Timeouts in the Classic Region Group

Incident Report for Fauna

Postmortem

On August 2, 2022 between 16:55 and 19:05 UTC users in the Classic Region Group experienced API timeouts and users in all Region Groups were unable to login to the Dashboard.

Internally, Fauna is separated into three logical layers: compute coordination, transaction log, and data storage. Transaction log nodes use Raft to reach quorum between regions on the set of transactions that are committed.

On July 21 and August 1, AWS notified Fauna of hardware failures with two different EC2 hosts that function as both log and storage nodes in the Classic Region Group. Storage nodes are stateful, which means that the system needs to rebalance the way that data is partitioned across nodes when cluster topology changes. In order to monitor the rebalancing process, node additions or removals are typically handled by an operator who first describes the steps that they will follow in a Live Site Change Plan (LSCP). The plan is then carefully reviewed by at least two other team members before the plan is executed in production.

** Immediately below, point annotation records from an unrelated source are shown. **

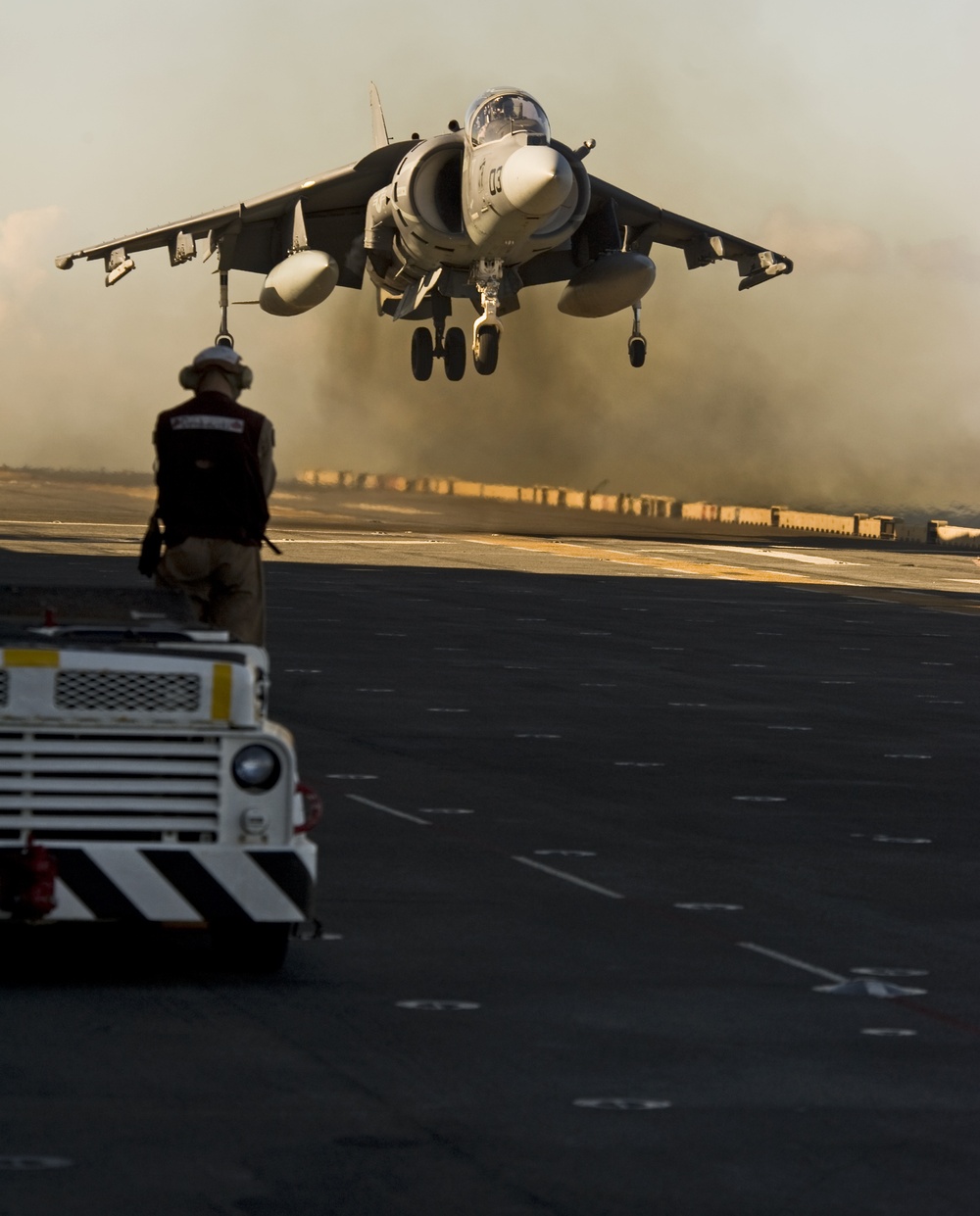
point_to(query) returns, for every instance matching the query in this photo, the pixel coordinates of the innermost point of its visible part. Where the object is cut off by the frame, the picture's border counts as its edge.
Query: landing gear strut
(637, 343)
(223, 338)
(486, 276)
(446, 344)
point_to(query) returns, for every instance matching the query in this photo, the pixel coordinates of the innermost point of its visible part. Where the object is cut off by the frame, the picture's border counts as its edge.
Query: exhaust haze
(853, 382)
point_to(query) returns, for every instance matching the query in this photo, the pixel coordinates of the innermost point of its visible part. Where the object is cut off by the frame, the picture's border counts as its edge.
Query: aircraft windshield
(494, 116)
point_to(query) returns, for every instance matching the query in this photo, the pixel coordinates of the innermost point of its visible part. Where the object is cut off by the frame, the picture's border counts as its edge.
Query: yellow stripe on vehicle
(31, 658)
(221, 692)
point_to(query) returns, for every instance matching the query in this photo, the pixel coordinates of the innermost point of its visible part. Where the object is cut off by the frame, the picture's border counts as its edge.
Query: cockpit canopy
(503, 112)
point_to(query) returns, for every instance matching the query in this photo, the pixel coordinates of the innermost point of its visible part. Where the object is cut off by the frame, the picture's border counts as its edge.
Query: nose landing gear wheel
(422, 353)
(455, 354)
(485, 353)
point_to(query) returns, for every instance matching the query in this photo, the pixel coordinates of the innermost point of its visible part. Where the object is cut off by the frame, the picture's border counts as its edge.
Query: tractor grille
(79, 786)
(147, 692)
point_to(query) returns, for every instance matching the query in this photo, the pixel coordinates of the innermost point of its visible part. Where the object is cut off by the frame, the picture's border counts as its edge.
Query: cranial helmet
(222, 359)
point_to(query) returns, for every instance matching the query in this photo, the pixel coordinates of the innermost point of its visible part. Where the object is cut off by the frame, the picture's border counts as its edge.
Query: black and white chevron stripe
(186, 884)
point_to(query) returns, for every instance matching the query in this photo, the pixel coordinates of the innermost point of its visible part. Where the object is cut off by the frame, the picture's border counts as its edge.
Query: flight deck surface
(606, 818)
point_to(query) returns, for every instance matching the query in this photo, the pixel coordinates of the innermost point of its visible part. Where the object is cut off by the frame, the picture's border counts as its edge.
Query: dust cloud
(853, 382)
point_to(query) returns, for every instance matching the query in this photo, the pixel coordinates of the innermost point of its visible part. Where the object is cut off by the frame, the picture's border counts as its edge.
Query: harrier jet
(475, 215)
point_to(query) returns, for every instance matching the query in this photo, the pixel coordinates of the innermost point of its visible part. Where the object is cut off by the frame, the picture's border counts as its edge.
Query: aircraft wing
(258, 233)
(701, 243)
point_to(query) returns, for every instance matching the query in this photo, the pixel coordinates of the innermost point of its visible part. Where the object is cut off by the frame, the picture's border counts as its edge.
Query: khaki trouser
(223, 581)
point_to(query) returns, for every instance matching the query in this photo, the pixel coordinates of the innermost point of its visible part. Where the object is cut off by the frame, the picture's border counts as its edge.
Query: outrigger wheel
(637, 342)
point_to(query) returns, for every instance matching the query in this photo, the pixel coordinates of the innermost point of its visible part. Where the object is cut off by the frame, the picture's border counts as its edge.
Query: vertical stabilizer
(378, 130)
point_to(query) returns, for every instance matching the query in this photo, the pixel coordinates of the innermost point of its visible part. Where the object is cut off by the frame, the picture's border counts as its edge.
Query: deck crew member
(214, 475)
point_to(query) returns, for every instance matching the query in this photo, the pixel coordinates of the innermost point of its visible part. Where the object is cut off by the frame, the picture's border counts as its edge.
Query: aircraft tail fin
(378, 130)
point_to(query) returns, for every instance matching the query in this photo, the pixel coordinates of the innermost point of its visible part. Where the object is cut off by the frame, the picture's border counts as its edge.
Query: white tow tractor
(140, 778)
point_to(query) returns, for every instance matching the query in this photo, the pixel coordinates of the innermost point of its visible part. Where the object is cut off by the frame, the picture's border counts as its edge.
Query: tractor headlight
(256, 767)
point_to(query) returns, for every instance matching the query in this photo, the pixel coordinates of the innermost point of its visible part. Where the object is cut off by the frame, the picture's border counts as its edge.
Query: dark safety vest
(208, 473)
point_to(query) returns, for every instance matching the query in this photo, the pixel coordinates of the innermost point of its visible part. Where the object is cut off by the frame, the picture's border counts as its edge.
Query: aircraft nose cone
(536, 180)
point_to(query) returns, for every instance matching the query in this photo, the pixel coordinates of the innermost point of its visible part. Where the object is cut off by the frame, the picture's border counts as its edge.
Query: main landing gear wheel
(486, 349)
(422, 353)
(455, 354)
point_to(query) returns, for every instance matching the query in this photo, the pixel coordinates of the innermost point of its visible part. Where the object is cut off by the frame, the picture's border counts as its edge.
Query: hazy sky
(842, 134)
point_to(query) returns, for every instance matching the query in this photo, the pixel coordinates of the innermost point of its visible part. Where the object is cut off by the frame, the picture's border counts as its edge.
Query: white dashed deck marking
(792, 962)
(622, 1103)
(388, 810)
(570, 878)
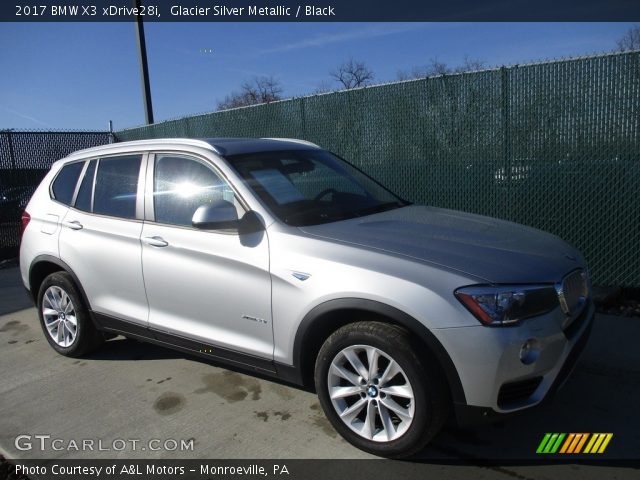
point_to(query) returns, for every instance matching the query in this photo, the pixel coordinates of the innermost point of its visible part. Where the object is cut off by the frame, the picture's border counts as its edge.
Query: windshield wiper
(383, 207)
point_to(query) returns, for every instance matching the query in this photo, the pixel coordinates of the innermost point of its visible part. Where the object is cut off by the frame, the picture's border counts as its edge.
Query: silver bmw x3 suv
(277, 256)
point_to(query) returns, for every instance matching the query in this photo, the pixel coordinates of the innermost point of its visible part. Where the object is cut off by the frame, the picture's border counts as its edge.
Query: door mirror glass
(216, 215)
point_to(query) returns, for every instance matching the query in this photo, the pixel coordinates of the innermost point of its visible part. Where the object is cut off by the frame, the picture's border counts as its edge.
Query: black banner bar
(122, 469)
(319, 10)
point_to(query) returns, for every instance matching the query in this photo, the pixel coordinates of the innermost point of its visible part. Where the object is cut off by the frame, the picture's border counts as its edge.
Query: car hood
(493, 250)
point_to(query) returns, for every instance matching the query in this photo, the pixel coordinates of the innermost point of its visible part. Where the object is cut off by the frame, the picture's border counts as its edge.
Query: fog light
(529, 351)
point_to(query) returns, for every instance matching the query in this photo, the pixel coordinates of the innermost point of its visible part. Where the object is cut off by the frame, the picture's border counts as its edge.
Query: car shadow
(601, 396)
(123, 348)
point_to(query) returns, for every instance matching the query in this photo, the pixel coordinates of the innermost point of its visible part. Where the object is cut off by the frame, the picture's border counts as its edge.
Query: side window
(64, 185)
(181, 185)
(83, 200)
(117, 186)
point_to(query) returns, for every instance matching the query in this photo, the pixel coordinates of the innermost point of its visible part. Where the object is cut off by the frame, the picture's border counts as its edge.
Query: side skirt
(214, 353)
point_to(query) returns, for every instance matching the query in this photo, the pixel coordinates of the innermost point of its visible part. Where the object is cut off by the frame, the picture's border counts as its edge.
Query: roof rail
(294, 140)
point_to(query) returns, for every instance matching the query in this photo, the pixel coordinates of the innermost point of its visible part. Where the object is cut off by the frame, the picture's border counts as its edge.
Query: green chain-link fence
(553, 145)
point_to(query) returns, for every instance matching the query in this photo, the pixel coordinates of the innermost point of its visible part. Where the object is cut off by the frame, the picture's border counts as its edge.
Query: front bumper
(495, 380)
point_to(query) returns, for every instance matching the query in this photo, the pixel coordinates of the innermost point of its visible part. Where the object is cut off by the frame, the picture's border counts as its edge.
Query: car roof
(222, 146)
(238, 146)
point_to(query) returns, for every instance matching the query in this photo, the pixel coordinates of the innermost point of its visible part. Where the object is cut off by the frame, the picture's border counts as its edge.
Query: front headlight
(507, 304)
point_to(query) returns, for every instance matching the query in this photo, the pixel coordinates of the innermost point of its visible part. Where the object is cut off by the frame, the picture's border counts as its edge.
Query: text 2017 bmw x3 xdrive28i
(278, 256)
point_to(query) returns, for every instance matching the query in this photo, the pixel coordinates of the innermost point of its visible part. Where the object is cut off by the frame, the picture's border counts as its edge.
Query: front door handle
(74, 225)
(155, 241)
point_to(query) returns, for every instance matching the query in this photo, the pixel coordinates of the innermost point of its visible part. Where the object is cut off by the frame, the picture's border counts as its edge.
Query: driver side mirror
(216, 215)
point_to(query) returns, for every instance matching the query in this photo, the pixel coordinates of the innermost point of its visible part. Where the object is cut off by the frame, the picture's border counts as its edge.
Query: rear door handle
(74, 225)
(155, 241)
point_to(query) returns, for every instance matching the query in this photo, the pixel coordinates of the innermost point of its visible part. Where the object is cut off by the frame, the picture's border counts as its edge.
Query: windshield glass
(309, 187)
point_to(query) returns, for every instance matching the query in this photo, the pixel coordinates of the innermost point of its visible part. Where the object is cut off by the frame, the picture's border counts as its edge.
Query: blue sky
(80, 75)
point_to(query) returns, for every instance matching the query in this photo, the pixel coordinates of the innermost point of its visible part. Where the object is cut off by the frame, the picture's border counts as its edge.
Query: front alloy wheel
(371, 393)
(377, 392)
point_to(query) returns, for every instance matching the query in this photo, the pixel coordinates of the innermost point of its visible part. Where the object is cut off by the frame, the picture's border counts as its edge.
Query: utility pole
(144, 68)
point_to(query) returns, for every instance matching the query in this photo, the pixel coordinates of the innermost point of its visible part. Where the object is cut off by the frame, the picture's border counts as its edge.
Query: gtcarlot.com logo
(44, 442)
(573, 443)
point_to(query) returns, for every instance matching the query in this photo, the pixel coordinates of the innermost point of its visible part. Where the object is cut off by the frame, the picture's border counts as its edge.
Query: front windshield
(310, 187)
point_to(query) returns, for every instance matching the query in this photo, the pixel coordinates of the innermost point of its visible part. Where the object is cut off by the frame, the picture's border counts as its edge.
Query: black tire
(87, 337)
(430, 392)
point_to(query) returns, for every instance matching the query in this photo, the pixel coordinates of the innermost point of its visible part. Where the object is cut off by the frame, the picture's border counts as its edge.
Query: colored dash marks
(574, 443)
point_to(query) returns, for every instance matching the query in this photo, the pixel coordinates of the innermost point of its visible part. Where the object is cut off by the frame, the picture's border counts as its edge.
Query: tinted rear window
(117, 186)
(65, 183)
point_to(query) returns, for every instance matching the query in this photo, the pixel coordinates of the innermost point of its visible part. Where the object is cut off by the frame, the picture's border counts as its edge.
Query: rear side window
(181, 185)
(117, 186)
(64, 185)
(83, 200)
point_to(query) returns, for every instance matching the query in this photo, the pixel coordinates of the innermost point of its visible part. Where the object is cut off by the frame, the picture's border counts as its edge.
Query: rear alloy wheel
(59, 316)
(377, 393)
(64, 317)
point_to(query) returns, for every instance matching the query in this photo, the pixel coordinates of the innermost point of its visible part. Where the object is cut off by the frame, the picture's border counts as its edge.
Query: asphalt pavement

During the execution of the LSCP to replace the problematic hosts, a host was terminated unintentionally, so the operator paused on other repair actions in the cluster in order for data rebalancing to catch up.

The operator eventually resumed the LSCP and brought the first new node online, expecting it to sync transaction log data from other nodes and start functioning normally. However, the transaction log was not being truncated and had grown very large while waiting for one of the hosts to come back up. As a result, the live members of the log segment could not keep up with the I/O requirements of both processing live data and syncing the transaction backlog to the new node, which are currently handled by the same process. With the log unable to make progress, the service started failing to respond to all incoming requests. Further, because Fauna customer metadata is stored in Fauna in the Classic Region Group, customers became unable to login to the Dashboard regardless of which Region Group their data resided in, although APIs for data access remained available in both the US and EU Region Groups.

Several Fauna operators were already engaged due to alarms on internal metrics when the Classic Region Group started failing to serve requests at 16:55 UTC. The team first attempted to reinitialize the log segment that was failing, but by 17:25 UTC it was apparent that a different approach was needed. The team then reinitialized all log segments, a process that does not result in data loss, but is currently manual and non-trivial to complete. By 18:35 UTC operators were able to bring the log back into a healthy state and storage nodes began to catch up on unapplied transactions. The team began to bring compute coordinator nodes online, and service was fully restored in the Classic Region Group by 19:05 UTC.

We know that downtime is unacceptable and we are prioritizing the following work in order to improve our operational posture and prevent issues like this one moving forward:

Making transaction log backlog synchronization asynchronous. This would have prevented the members of the log segment from getting into a place where they couldn’t make forward progress while a new node was joining.
Adding additional safeguards to our internal operator tooling. This would have prevented an operator from inadvertently terminating the wrong host.
Adding additional operator tools to truncate the log and/or update log topology on the fly. This would have significantly reduced the time to resolution during the event.
Exploring the feasibility of moving our internal metadata to our own Private Region Group. This would have prevented the Dashboard login issues for all customers and removed impact for customers with data in the US and EU Region Groups.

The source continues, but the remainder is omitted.